L’interview de 2014 a disparu. Stephen Peel, investisseur au nez creux et aux larges épaules de rameur olympique, y explique qu’il va quitter le monde de l’investissement pour aller étudier les politiques publiques à Yale et se lancer dans la vie publique. Probablement dans un organisme de bienfaisance qui lutte contre la corruption ou une entreprise qui aide à lutter contre la pauvreté, promet-il. De quoi être en parfaite symbiose avec son épouse d’origine russe, Yana, qu’il a rencontrée chez Goldman Sachs à la fin des années 1990 et qui lui a donné deux beaux enfants. Un rêve qui ne durera pas trois ans: en 2017, il crée à Luxembourg une nouvelle société d’investissement, Novalpina Capital Group (NCG).
Les deux époux continuent d’affirmer à longueur d’interviews leur envie d’œuvrer pour le bien de la communauté… jusqu’à février 2019. Dans un communiqué, NCG explique qu’elle a racheté les deux tiers des parts de la holding de NSO Group au Luxembourg (Square) à une autre société d’investissement, Francisco Partners, pour un milliard de dollars. Problème: The Guardian, qui s’intéresse à cette structure créée en avril 2017, découvre que M. Peel l’a créée seul, a mis le business au nom de madame, qui détient la totalité des 1,2 million de droits de vote de classe A, avant de les redistribuer à parts égales entre son épouse et ses deux nouveaux associés, Stefan Kowski et Bastian Lueken.
Comment Mme Peel peut-elle à la fois se présenter comme une sorte d’égérie des droits de l’Homme et héraut de la défense des plus pauvres et être de fait à la tête de 400.000 droits de vote d’une entité qui a dans son portefeuille deux tiers de la société israélienne déjà accusée de fournir de la technologie sensible à des gouvernements peu regardants sur les droits de l’Homme? Sous la pression médiatique, bien que criant au complot et aux erreurs des médias, la protégée de Michael Bloomberg quitte d’abord le conseil d’administration de l’ONG Global Witness, puis son poste de directrice des prestigieuses Serpentine Galleries à Londres.
Le 30 août 2019, elle cède toutes ses parts à son mari. Et là commence le début d’une autre histoire pénible pour M. Peel. Visiblement, ce qui dérangeait le plus le couple, c’est que la société d’investissement ne soit pas passive, mais active. Car trois mois après l’annonce de la prise de contrôle de NSO, et toujours sous la pression des ONG, NCG se fend . Dont trois membres de NCG, Stephen Peel, Stefan Kowski et Mickael Betito, sans oublier deux autres personnalités qui sont aussi dans le «Who we are» du groupe selon son site internet, Günther Schmid (senior advisor et dans le CA pour Kerberos Compliance) et Gerhard Schmidt (président non exécutif du CA de Novalpina Capital Group et dans le CA de NSO Group pour Weil).

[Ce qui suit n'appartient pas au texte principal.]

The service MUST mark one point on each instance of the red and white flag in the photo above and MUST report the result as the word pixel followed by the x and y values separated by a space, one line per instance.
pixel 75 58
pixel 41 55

Selon des échanges publiés par The Guardian et à l’authenticité contestée par les avocats des dirigeants de la société d’investissement, M. Peel aurait souhaité modifier la structure de Novalpina Capital Group pour la rendre non active. Ce dont ses deux associés ne semblent pas vouloir entendre parler. Début janvier dernier, les deux hommes, aidés par trois autres administrateurs de classe B, suspendent les droits de vote de M. Peel. Un premier tribunal luxembourgeois avait ordonné l’abrogation de la suspension, un deuxième, début juillet, a abrogé l’abrogation. M. Peel n’a plus voix au chapitre.
Selon un document enregistré au registre du commerce, le fondateur de Novalpina Capital Group a démissionné de tous ses mandats d’administrateur des sociétés liées à NCG début juillet, après cette deuxième décision, tout en restant un des trois bénéficiaires effectifs, selon le registre luxembourgeois. L’affaire pourrait durer des années devant la justice, croit savoir The Guardian.